4.10. Molecular Dynamics Simulations

The initial coordinates were derived from the structure of wild-type Lsd18 protein, The Lsd18-T189M, Lsd18-S195M and Lsd18-T189M-S195M systems were prepared by mutating T189M, S195M and T189M-S195M, respectively. All-atom explicit-solvent MD simulations were performed using the AMBER18 software package [16]. The ff14SB force field [17] and generalized AMBER force field (GAFF) [18] were chosen to describe the atomic interactions of Lsd18 and FAD. All systems were solvated and placed in a cubic box, with a minimal distance of 10 Å between any system atom and the box wall. Three Na⁺ were added to neutralize the systems. To remove the bad contact between initial structures, each system was initially minimized. After minimization, the systems were heated gradually from 0 to 310 K within 1.0 ns, with a positional restraint of 20.0 kcal/mol∙Ų in protein. This was followed by constant-temperature equilibration at 310 K for 1.0 ns, with a positional restraint of 10.0 kcal/mol∙Ų on protein atoms in a canonical ensemble (NVT). Subsequently, an equilibration simulation was performed for 1.0 ns at 1 atm and 310 K in the NPT ensemble with a positional restraint of 4.0 kcal/mol∙Ų on backbone atoms of the protein [19]. The production MD simulations were carried out at 310 K and 1 atm with a time step of 2.0 fs. Finally, the 200 ns production simulation was performed on each system.

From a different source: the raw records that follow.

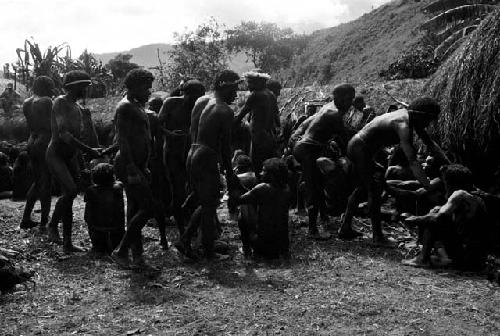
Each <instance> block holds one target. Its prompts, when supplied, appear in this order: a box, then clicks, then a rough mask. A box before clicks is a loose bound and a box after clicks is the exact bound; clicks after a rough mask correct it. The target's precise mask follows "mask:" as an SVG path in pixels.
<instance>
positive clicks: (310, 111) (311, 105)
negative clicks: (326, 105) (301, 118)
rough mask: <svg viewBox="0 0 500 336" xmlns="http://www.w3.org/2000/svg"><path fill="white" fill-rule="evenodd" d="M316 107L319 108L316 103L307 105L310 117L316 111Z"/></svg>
mask: <svg viewBox="0 0 500 336" xmlns="http://www.w3.org/2000/svg"><path fill="white" fill-rule="evenodd" d="M316 109H317V107H316V105H312V104H310V105H307V109H306V115H307V116H308V117H310V116H312V115H314V114H315V113H316Z"/></svg>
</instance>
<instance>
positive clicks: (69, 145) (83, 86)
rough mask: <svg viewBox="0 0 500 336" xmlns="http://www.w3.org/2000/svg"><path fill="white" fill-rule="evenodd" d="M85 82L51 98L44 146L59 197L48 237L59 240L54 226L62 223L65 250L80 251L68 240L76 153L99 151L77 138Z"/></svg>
mask: <svg viewBox="0 0 500 336" xmlns="http://www.w3.org/2000/svg"><path fill="white" fill-rule="evenodd" d="M86 88H87V86H86V85H83V84H76V85H70V86H68V87H66V90H67V94H66V95H64V96H59V97H57V98H56V99H55V101H54V106H53V108H52V114H51V132H52V133H51V134H52V136H51V140H50V143H49V146H48V148H47V155H46V159H47V164H48V166H49V169H50V171H51V173H52V175H53V176H54V178H55V179H56V180H57V181H58V182H59V185H60V186H61V191H62V196H61V197H60V198H59V199H58V200H57V203H56V206H55V209H54V213H53V215H52V219H51V222H50V224H49V240H50V241H53V242H55V243H59V242H60V238H59V232H58V228H57V225H58V223H59V221H60V220H62V222H63V248H64V251H65V252H81V251H83V249H82V248H80V247H78V246H75V245H73V243H72V242H71V231H72V223H73V209H72V208H73V200H74V199H75V197H76V195H77V192H78V189H77V178H78V171H79V162H78V160H79V158H78V156H79V154H80V152H83V153H85V154H87V155H88V156H89V157H91V158H96V157H99V155H100V154H99V152H98V151H97V150H95V149H93V148H91V147H89V146H87V145H85V144H84V143H83V142H82V141H81V128H82V110H81V107H80V106H79V105H78V104H77V100H78V99H81V98H84V97H85V95H86Z"/></svg>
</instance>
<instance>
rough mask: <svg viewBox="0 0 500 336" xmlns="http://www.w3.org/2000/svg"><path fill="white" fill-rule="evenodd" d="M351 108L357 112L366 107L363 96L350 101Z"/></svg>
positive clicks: (364, 98) (364, 99) (357, 96)
mask: <svg viewBox="0 0 500 336" xmlns="http://www.w3.org/2000/svg"><path fill="white" fill-rule="evenodd" d="M352 106H354V108H355V109H356V110H358V111H363V110H364V108H365V107H366V103H365V98H364V97H363V96H356V97H354V100H353V101H352Z"/></svg>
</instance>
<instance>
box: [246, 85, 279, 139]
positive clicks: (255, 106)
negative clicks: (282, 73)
mask: <svg viewBox="0 0 500 336" xmlns="http://www.w3.org/2000/svg"><path fill="white" fill-rule="evenodd" d="M245 106H246V107H247V108H249V109H250V115H251V122H250V129H251V132H252V134H256V133H259V132H273V131H274V125H275V122H274V121H275V116H276V110H277V101H276V97H275V96H274V95H273V94H272V93H271V91H269V90H267V89H264V90H259V91H254V92H252V93H251V94H250V96H249V97H248V99H247V102H246V103H245Z"/></svg>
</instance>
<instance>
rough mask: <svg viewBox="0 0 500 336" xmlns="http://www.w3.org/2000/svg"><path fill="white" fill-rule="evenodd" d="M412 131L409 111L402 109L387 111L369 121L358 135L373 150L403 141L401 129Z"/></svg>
mask: <svg viewBox="0 0 500 336" xmlns="http://www.w3.org/2000/svg"><path fill="white" fill-rule="evenodd" d="M405 128H406V129H407V130H408V132H409V131H410V121H409V116H408V111H407V110H406V109H401V110H398V111H394V112H391V113H385V114H382V115H381V116H378V117H376V118H375V119H373V120H372V121H371V122H370V123H368V124H367V125H366V126H365V127H363V129H361V131H359V132H358V134H357V136H358V137H360V138H361V139H362V140H363V141H364V142H365V144H366V145H367V146H368V148H369V149H370V151H371V152H375V151H376V150H378V149H380V148H382V147H388V146H392V145H396V144H398V143H400V142H401V138H400V135H399V134H400V132H401V129H405Z"/></svg>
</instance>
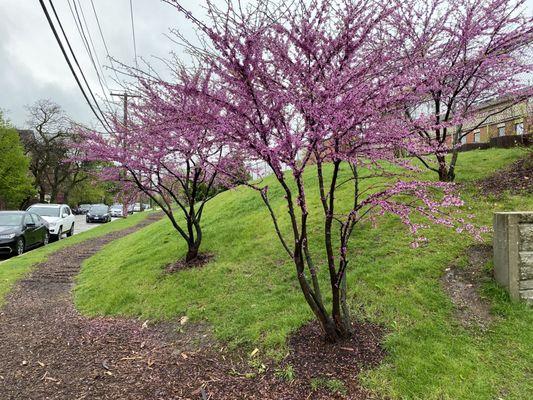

4.11. X-ray Crystal Structure Determination

To facilitate crystallization, reductive ethylation was performed on Lsd18 protein samples using a dimethylamine borane complex and acetaldehyde, right before gel filtration. For Lsd18-T189M-S195M, crystals were obtained from a 1:1 mixture of protein solution (5.5 mg·mL⁻¹ in 20 mM Tris pH 8.5, 100 mM sodium chloride) and a reservoir solution (0.2 M Li₂SO₄, 0.1 M Tris-HCl, pH7.5, 30% w/v PEG4000) via the hanging-drop vapor diffusion method at 18 °C. The crystals were transferred into a cryoprotectant containing 20% glycerol, and flash-frozen in liquid nitrogen until X-ray data collection on beamline BL17B at the Shanghai Synchrotron Radiation Facility (Shanghai, China). For Lsd18-S195M, crystals were obtained from a 1:1 mixture of protein solution (5.5 mg·mL⁻¹ in 20 mM Tris pH8.5, 100 mM sodium chloride) and a reservoir solution (0.2 M Ammonium acetate, 0.1 M BIS-TRIS pH 6.5, 25% w/v PEG3350) via the hanging-drop vapor diffusion method at 18 °C. The crystals were transferred into a cryoprotectant containing 20% glycerol, and flash-frozen in liquid nitrogen until X-ray data collection on beamline BL18U1 at the Shanghai Synchrotron Radiation Facility (Shanghai, China).

Data were processed and scaled by HKL2000 [20] and aimless [21] and the structures were solved by molecular replacement with the program MOLREP [22] using Lsd18-apo (PDB: 8UP4) as the template. Refinement was performed with Phenix.refine [23] and Refmac [24] followed by manual examination and rebuilding of the refined coordinates in the program Coot [25]. Data collection and refinement statistics are summarized in Table S2.